I know how giving your cat a bath can be the stuff of nightmares. The constant clawing, meowing, trying to slip out of your hands, showering you in water… Every cat parent dreads of this stuff. And even though cats are pretty clean animals (they do self-groom themselves), bathing them becomes essential because they have a knack for getting themselves dirty time and again. So what if we can share with you a method on bathing a cat which would be very useful for first timers who are too afraid of their cat’s first bath?

How to Bathe a Cat

1. Get the right equipment

Yes, there are certain things you have to keep aside in advance, so as to not panic when you are bathing your cat. I mean, no point in running to buy items during the bath, right? Keep the following items by your side:

  • Clean towels, at least 2;
  • Brush of a comb, depending on the fur of your cat;
  • A shampoo or soap for cats. Make sure it lathers well;
  • An anti-slip mat, a rubber one would do just fine, on which you can place your cat to towel dry her.

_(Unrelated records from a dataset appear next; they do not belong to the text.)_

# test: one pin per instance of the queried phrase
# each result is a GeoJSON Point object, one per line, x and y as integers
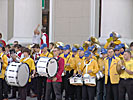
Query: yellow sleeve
{"type": "Point", "coordinates": [5, 61]}
{"type": "Point", "coordinates": [50, 55]}
{"type": "Point", "coordinates": [95, 67]}
{"type": "Point", "coordinates": [106, 45]}
{"type": "Point", "coordinates": [117, 42]}
{"type": "Point", "coordinates": [81, 67]}
{"type": "Point", "coordinates": [72, 63]}
{"type": "Point", "coordinates": [32, 65]}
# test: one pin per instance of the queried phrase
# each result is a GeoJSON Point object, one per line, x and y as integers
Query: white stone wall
{"type": "Point", "coordinates": [117, 15]}
{"type": "Point", "coordinates": [71, 20]}
{"type": "Point", "coordinates": [3, 18]}
{"type": "Point", "coordinates": [27, 15]}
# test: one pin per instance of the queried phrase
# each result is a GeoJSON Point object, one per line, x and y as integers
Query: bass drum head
{"type": "Point", "coordinates": [52, 68]}
{"type": "Point", "coordinates": [23, 75]}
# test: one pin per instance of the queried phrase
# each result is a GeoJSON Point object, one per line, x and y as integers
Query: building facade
{"type": "Point", "coordinates": [70, 21]}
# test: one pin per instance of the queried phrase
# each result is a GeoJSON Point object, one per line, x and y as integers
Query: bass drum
{"type": "Point", "coordinates": [47, 67]}
{"type": "Point", "coordinates": [17, 74]}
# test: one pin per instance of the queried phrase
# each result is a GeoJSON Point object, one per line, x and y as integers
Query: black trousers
{"type": "Point", "coordinates": [126, 86]}
{"type": "Point", "coordinates": [88, 92]}
{"type": "Point", "coordinates": [69, 89]}
{"type": "Point", "coordinates": [111, 91]}
{"type": "Point", "coordinates": [56, 86]}
{"type": "Point", "coordinates": [41, 87]}
{"type": "Point", "coordinates": [23, 92]}
{"type": "Point", "coordinates": [101, 91]}
{"type": "Point", "coordinates": [32, 86]}
{"type": "Point", "coordinates": [14, 90]}
{"type": "Point", "coordinates": [3, 89]}
{"type": "Point", "coordinates": [78, 90]}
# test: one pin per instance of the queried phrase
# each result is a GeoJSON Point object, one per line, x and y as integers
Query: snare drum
{"type": "Point", "coordinates": [89, 80]}
{"type": "Point", "coordinates": [17, 74]}
{"type": "Point", "coordinates": [78, 81]}
{"type": "Point", "coordinates": [47, 67]}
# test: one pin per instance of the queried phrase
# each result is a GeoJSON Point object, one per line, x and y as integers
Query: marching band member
{"type": "Point", "coordinates": [17, 48]}
{"type": "Point", "coordinates": [91, 50]}
{"type": "Point", "coordinates": [55, 82]}
{"type": "Point", "coordinates": [67, 70]}
{"type": "Point", "coordinates": [122, 48]}
{"type": "Point", "coordinates": [113, 40]}
{"type": "Point", "coordinates": [7, 52]}
{"type": "Point", "coordinates": [36, 36]}
{"type": "Point", "coordinates": [60, 50]}
{"type": "Point", "coordinates": [2, 41]}
{"type": "Point", "coordinates": [89, 66]}
{"type": "Point", "coordinates": [73, 66]}
{"type": "Point", "coordinates": [117, 52]}
{"type": "Point", "coordinates": [101, 93]}
{"type": "Point", "coordinates": [78, 62]}
{"type": "Point", "coordinates": [44, 37]}
{"type": "Point", "coordinates": [31, 64]}
{"type": "Point", "coordinates": [3, 84]}
{"type": "Point", "coordinates": [111, 75]}
{"type": "Point", "coordinates": [41, 81]}
{"type": "Point", "coordinates": [125, 69]}
{"type": "Point", "coordinates": [35, 57]}
{"type": "Point", "coordinates": [131, 47]}
{"type": "Point", "coordinates": [37, 52]}
{"type": "Point", "coordinates": [14, 88]}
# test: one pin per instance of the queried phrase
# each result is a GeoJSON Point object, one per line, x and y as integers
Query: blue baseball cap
{"type": "Point", "coordinates": [87, 53]}
{"type": "Point", "coordinates": [60, 47]}
{"type": "Point", "coordinates": [103, 51]}
{"type": "Point", "coordinates": [121, 45]}
{"type": "Point", "coordinates": [1, 45]}
{"type": "Point", "coordinates": [117, 47]}
{"type": "Point", "coordinates": [81, 48]}
{"type": "Point", "coordinates": [43, 46]}
{"type": "Point", "coordinates": [74, 49]}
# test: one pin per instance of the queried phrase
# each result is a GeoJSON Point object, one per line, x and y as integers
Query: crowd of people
{"type": "Point", "coordinates": [114, 61]}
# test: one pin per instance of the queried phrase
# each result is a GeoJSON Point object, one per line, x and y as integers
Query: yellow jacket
{"type": "Point", "coordinates": [93, 66]}
{"type": "Point", "coordinates": [101, 65]}
{"type": "Point", "coordinates": [114, 76]}
{"type": "Point", "coordinates": [31, 64]}
{"type": "Point", "coordinates": [132, 54]}
{"type": "Point", "coordinates": [78, 62]}
{"type": "Point", "coordinates": [4, 65]}
{"type": "Point", "coordinates": [129, 66]}
{"type": "Point", "coordinates": [67, 60]}
{"type": "Point", "coordinates": [46, 55]}
{"type": "Point", "coordinates": [117, 42]}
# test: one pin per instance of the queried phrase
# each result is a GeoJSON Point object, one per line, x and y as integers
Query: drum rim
{"type": "Point", "coordinates": [47, 69]}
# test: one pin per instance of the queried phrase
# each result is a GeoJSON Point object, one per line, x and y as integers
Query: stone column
{"type": "Point", "coordinates": [117, 15]}
{"type": "Point", "coordinates": [26, 15]}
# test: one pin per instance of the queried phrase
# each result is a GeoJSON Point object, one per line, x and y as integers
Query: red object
{"type": "Point", "coordinates": [60, 71]}
{"type": "Point", "coordinates": [47, 40]}
{"type": "Point", "coordinates": [3, 42]}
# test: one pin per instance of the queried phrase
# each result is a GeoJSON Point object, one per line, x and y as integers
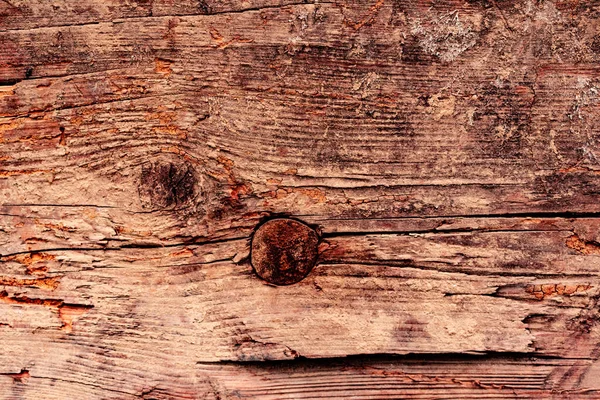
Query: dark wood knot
{"type": "Point", "coordinates": [284, 251]}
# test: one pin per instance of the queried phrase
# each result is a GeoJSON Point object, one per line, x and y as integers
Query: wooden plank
{"type": "Point", "coordinates": [445, 153]}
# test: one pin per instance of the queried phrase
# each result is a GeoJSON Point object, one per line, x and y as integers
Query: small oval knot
{"type": "Point", "coordinates": [284, 251]}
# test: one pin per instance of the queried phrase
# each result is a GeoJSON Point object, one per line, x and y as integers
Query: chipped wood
{"type": "Point", "coordinates": [444, 152]}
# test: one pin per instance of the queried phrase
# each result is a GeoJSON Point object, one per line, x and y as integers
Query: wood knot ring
{"type": "Point", "coordinates": [284, 251]}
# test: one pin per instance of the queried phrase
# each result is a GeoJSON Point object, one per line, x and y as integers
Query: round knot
{"type": "Point", "coordinates": [284, 251]}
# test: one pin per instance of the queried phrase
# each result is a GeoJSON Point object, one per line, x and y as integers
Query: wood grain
{"type": "Point", "coordinates": [444, 151]}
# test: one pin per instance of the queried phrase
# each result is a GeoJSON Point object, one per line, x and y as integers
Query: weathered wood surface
{"type": "Point", "coordinates": [446, 152]}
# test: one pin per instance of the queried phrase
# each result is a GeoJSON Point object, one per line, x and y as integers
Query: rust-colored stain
{"type": "Point", "coordinates": [163, 67]}
{"type": "Point", "coordinates": [67, 313]}
{"type": "Point", "coordinates": [41, 283]}
{"type": "Point", "coordinates": [284, 251]}
{"type": "Point", "coordinates": [583, 246]}
{"type": "Point", "coordinates": [20, 377]}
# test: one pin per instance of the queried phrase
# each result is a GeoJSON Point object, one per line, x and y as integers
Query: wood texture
{"type": "Point", "coordinates": [445, 152]}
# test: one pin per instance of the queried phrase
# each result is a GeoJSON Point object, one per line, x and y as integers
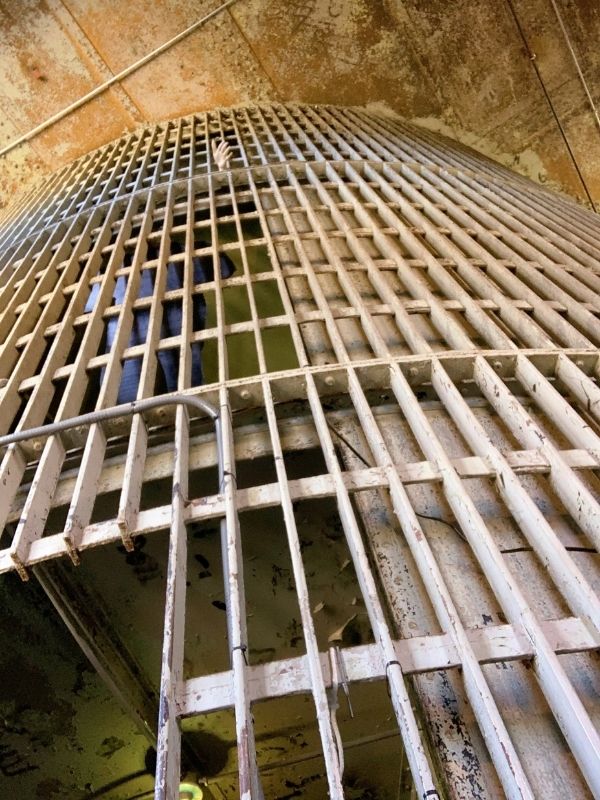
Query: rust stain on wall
{"type": "Point", "coordinates": [463, 68]}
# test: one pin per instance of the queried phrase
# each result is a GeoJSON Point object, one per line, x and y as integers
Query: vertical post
{"type": "Point", "coordinates": [169, 734]}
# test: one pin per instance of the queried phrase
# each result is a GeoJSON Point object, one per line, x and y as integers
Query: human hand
{"type": "Point", "coordinates": [221, 153]}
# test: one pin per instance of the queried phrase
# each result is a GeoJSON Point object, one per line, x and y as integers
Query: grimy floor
{"type": "Point", "coordinates": [368, 350]}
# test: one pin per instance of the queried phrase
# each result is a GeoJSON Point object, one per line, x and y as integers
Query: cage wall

If possible, have one more person by your side to help you in case your cat decides to struggle during the bath. One person may not be enough to keep your cat in check, especially when everything is wet and getting a hold of it, literally, can become very difficult.

2. Get a hold of your cat

Cats can sense when you want to do something to them that they won’t like. For a cat that’s never had a bath before, catching it is a tough task. And when you do so, no matter how much she struggles or claws, don’t let go. Rush to your bathroom, close the door instantly and Then put her down. Shutting the door is important because as soon as your cat sees it’s in a room of the house it doesn’t want to be in, it will want to bolt.

3. Have patience

Patience is key. It’s very easy to panic, get irritated, frustrated or even angry at your cat when giving it a bath. But none of these emotions will help you crack the question of how to bathe a cat successfully. So let go of them. Cats can sense stress, so the more stressed you are, the more stressed it will become. Plus, your cat has already panicked, so shouting at it is only going to make the situation worse.

4. Run her a bath

With your cat on the floor, open the taps of your sink and make sure there’s warm water running. The water should neither be too hot or too cold – both are bad for your cat. Fill the sink with an appropriate amount of water, get a hold of your cat and then place her in the sink firmly.

5. It's shampoo time

When your cat’s fur is wet, lather it up with some shampoo. Make sure you don’t get it anywhere near her eyes or ears. Rub it in gently and get to even the toughest parts of her body.

6. Rinse and repeat

Now that it’s all shampooed up, it’s time to get rid of that shampoo. Be sure you wash it thoroughly; no amount of shampoo should be left behind on its body. That can lead to skin irritation, dry or red patches and even infection, causing you cat to constantly scratch that area. Not to mention that it may even lick that area of the skin, meaning it would be ingesting the soap, leading to stomach problems. Do remember to rinse its entire body at least twice thoroughly, a vital tip on how to bathe a cat.

7. Wash its face

It’s best to avoid soap or shampoo on its face entirely. Just take a washcloth, dip it in warm water and wipe your cat’s face with it. Do it a couple of times, and your cat’s good to go.

8. Towel dry your cat

Take your cat out of the sink and place it on the rubber mat. Dry it with towels and if one towel becomes entirely soaked, take out the second towel and pat it dry. The other option is to wrap your cat in a towel and take it to a warm room where it can dry by itself. You can also use a blow dryer, but know that the sound may alarm your cat too much for you to be able to dry it that way.

9. Brush your cat

Once you cat is dried or almost dry, take out the brush or comb and comb its fur. For the first couple of times, do it against the growth of her fur so that the hair that’ll shed soon enough can be caught by your brush. After that, brush her fur in its direction of growth. Do this for a couple of times to get rid of any hair that she might possibly shed.

10. Do it sooner

Always remember that when it comes to how to bathe a cat, the earlier you introduce your cat to baths, the more cooperative she will become with future baths. So if you have a kitten at home and are waiting for her to grow up so that she might be “old” enough to take a bath, it may not be the best approach.